TedTalk: Media Mogul

by Hannah Smith and Lauren Silverman

Percival Everett’s I Am Not Sidney Poitier is a novel characterized by the media, if not for a presence of media within the novel, then for the borrowing of people and names that all relate, in some form or another to the field of television media and entertainment. This is most prominent in the character of Ted Turner, who shares the accomplishment of his namesake from reality in his owning and founding of multiple news and television networks, including CNN and TBS, and is categorized as a ‘Media Mogul’ by many, such as Everett himself.  This is coupled by the sprinkling of comments made by various characters that speak against the growth of the media nation that America has slowly become. 

Working as the backbone of the novel’s media commentary is the character version of Ted Turner, media mogul. Throughout Everett’s work, Turner speaks in what can only be described as a stream of consciousness, moving fluidly from topics he discusses with Not Sidney, and musing of his own that often contain more significance than he intended. Often, Ted talks about the media industry and the things he plans for his own networks as if he could do anything at all without consequence to his viewers. 

At one point, he sits with Not Sidney in a common area between their sections of Turner’s mansion and he rants about the myriad of terrible shows on television, saying that “you can’t show the news and The Three Stooges all the time …And aw hell son, who can afford to make brand-new crappy shows, and who wants to? Especially with so many crappy shows just sitting in cans waiting to be aired again?” In this quote alone, Turner begins by grouping the news with The Three Stooges, the source that people look towards for the important events occurring in their country, with one of the classic comedy troupes of the mid-twentieth century. To Turner, there was nothing distinguishing one of those as more sober than the other, only two forms of entertainment. 

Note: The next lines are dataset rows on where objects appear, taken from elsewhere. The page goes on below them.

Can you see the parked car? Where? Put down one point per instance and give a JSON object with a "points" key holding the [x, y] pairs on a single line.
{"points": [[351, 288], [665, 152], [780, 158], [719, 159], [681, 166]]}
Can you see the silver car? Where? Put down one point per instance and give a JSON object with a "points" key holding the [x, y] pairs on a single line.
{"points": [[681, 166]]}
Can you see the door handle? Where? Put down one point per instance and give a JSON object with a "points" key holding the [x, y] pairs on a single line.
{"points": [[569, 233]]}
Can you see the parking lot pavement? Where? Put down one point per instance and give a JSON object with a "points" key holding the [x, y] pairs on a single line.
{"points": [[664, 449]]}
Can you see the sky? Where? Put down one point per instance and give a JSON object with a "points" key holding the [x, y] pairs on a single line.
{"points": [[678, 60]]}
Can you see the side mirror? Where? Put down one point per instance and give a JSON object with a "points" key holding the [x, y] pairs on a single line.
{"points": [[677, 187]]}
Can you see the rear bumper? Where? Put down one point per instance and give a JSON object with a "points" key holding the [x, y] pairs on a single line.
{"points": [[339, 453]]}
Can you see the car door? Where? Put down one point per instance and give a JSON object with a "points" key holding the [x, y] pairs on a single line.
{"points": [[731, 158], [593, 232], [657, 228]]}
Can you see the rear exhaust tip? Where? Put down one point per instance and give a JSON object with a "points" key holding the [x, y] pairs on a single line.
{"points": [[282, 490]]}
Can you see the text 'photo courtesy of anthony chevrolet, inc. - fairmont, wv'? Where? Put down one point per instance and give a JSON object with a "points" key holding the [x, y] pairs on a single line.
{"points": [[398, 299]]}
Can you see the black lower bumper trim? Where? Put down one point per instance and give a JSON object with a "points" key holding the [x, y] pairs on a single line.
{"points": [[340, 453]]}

While she was alive, Not Sidney’s mother declares to him that  “it won’t be enough to report it, news will have to be made… That’s where we’ve gone, everything in this country is entertainment.” Ted, the owner of these networks, the dictator of what can pass through to viewers, proved Not Sidney’s mother correct in his acceptance of the presentation of the news as just another “crappy show” that audiences to tune into. 

Not’s mother disapproved of the news, and yet, for no given explanation, she invests her savings into the ideas of Ted Turner, media mogul. This may tie into a possible explanation for why Everett chose to call him “Not Sidney Poitier.” Sidney Poitier, throughout his career was distinguished in the eyes of the entertainment industry, and though Not Sidney’s mother never gave the impression that she had heard of the actor before, it is likely that she knew the name from the extent that he appeared on television. The significance then, of calling him Not Sidney Poitier may have been used as the intentional separation of the protagonist from the grip of the media. Ironically, it is his mother’s investments that place him on the path to involve himself in the industry that his mother loathed and warned him away from.

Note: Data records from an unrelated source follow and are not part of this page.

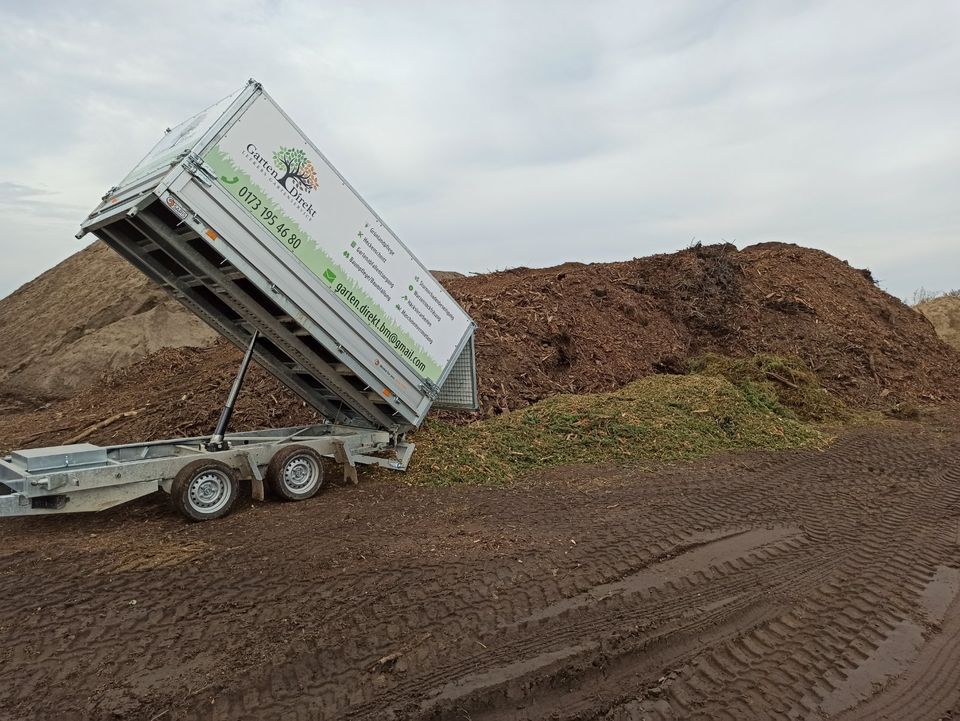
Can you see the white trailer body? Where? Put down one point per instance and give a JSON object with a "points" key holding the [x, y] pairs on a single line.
{"points": [[239, 216]]}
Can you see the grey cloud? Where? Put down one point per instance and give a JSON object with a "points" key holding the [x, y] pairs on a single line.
{"points": [[496, 134]]}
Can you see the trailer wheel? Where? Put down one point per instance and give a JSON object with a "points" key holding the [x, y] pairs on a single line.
{"points": [[204, 489], [295, 473]]}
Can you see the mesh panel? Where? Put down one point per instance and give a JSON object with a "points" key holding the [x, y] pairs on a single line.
{"points": [[459, 390]]}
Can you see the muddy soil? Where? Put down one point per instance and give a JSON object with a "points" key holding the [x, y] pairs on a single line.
{"points": [[796, 585]]}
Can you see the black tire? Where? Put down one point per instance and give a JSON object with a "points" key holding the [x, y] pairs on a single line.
{"points": [[204, 489], [295, 473]]}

If it wasn’t for his mother, Not Sidney would have never been taken in by Ted Turner, media mogul. Subsequently, if it wasn’t for him living with Ted Turner, media mogul, Not Sidney would have never been introduced to Podgy Patel, who suggested buying a television network to Not Sidney, who cared so little about where his money was going, so long as he was spending some that he accepted the idea willingly. And so, Not Sidney Poitier became the head of a television network, similar to Ted Turner, media mogul, without the least desire to involve himself in the decisions of what to air, instead entrusting that to Podgy, who is implied to have changed the target audience of the network to suit his culture. 

Besides their living situation, the one common thread between Not Sidney, and Ted Turner, media mogul, is their extraordinary affluence. Not Sidney’s mother is described by him as “the kind of grass-roots, if not proletarian, person he [Ted] wanted to imagine his media world touching, however tangentially, on his way to great and obscene wealth.” Both men purchased networks as simply another thing to do with their money, and neither one seems to care if the shows airing on their networks had any value to society. Ted Turner, as a media mogul, cared only that his wallet was expanding, while Not Sidney cared only that he was spending money, and never cared whether it led him to greater wealth, or less. 

While young, Not Sidney’s tutor, Betty, once said that “‘The mass media and the oil, they’re the movers, the facilitators. Politicians are just tools used to make us think we have some choice and a little power.’” She groups together the oil and media industries for their reputations as existing in the country’s highest economic class. Like Sidney’s mother, Betty is against the media, viewing media moguls such as Ted Turner as if anyone with the power to shape the thoughts of others, or the progress of the nation as having the obligation to do the moral thing.